Isn't virtual for digital currency payment processors

19 February 2021

On February 18, 2021, the US Department of the Treasury's Office of Foreign Assets Control ("OFAC") announced a settlement of apparent US sanctions violations by Atlanta, Georgia-based BitPay, Inc. ("BitPay") involving its provision of digital currency payment processing services to purchasers of goods and services located in Crimea, Cuba, Iran, North Korea, Sudan and Syria.

The case highlights the sanctions risks for US companies that provide services in connection with digital currency payments and indicates sanctions compliance controls that may be appropriate to mitigate such risks. BitPay did not voluntarily self-disclose the apparent violations, but OFAC determined that they were not egregious and therefore assessed a base penalty of $2,255,000. OFAC then reduced the final penalty to $507,375 based on a number of mitigating factors including BitPay's cooperation with OFAC, remedial measures and compliance enhancements.

During June 2013 to September 2018, BitPay processed 2,102 transactions on behalf of individuals located in OFAC-sanctioned jurisdictions who were purchasing goods or services from merchants using BitPay's digital currency payment processing services. BitPay received digital currency payments from the individuals located in sanctioned jurisdictions, converted the digital currency into fiat currency, and then relayed the payments to its merchant customers. OFAC determined that although BitPay screened its merchant customers against the OFAC Specially Designated Nationals (SDN) list and conducted due diligence to confirm that the merchants were not located in sanctioned jurisdictions, that it failed to screen data of the individual buyers that it received. Specifically, BitPay received information at the time of certain transactions that included the individual buyers' names, addresses, emails, and phone number that indicated the buyers were located in sanctioned jurisdictions. Further, from November 2017 onwards, BitPay obtained buyers' IP addresses. However, OFAC determined that BitPay's transaction review process failed to analyze this data for sanctions compliance purposes. OFAC found that BitPay "failed to exercise due caution or care for its sanctions compliance obligations when it allowed persons in sanctioned jurisdictions to transact with BitPay's merchants using digital currency for approximately five years, even though BitPay had sufficient information to screen those customers."

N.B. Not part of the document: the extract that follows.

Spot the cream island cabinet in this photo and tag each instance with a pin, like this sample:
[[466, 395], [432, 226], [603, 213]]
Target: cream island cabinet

After learning of the OFAC violations, BitPay adopted remedial measures that included: (i) implementing mechanisms to block buyers with IP addresses in sanctioned jurisdictions from connecting to the BitPay website or viewing instructions on how to make a payment; (ii) conducting sanctions reviews of buyers' physical and email addresses when provided by merchants; and (iii) launching a mandatory identification tool for buyers wishing to make a digital currency payment equivalent to $3,000 or more, which requires buyers to provide an email address, proof of identification/photo ID, and a selfie photo.

Previous OFAC settlements also have identified that companies providing online services, including financial institutions providing online account services, should use IP blocking mechanisms and screening to mitigate sanctions risks.2 Companies providing digital currency services also should review OFAC's FAQs on virtual currency that among other things emphasize that "firms that facilitate or engage in online commerce or process transactions using digital currency, are responsible for ensuring that they do not engage in unauthorized transactions prohibited by OFAC sanctions, such as dealings with blocked persons or property, or engaging in prohibited trade or investment-related transactions."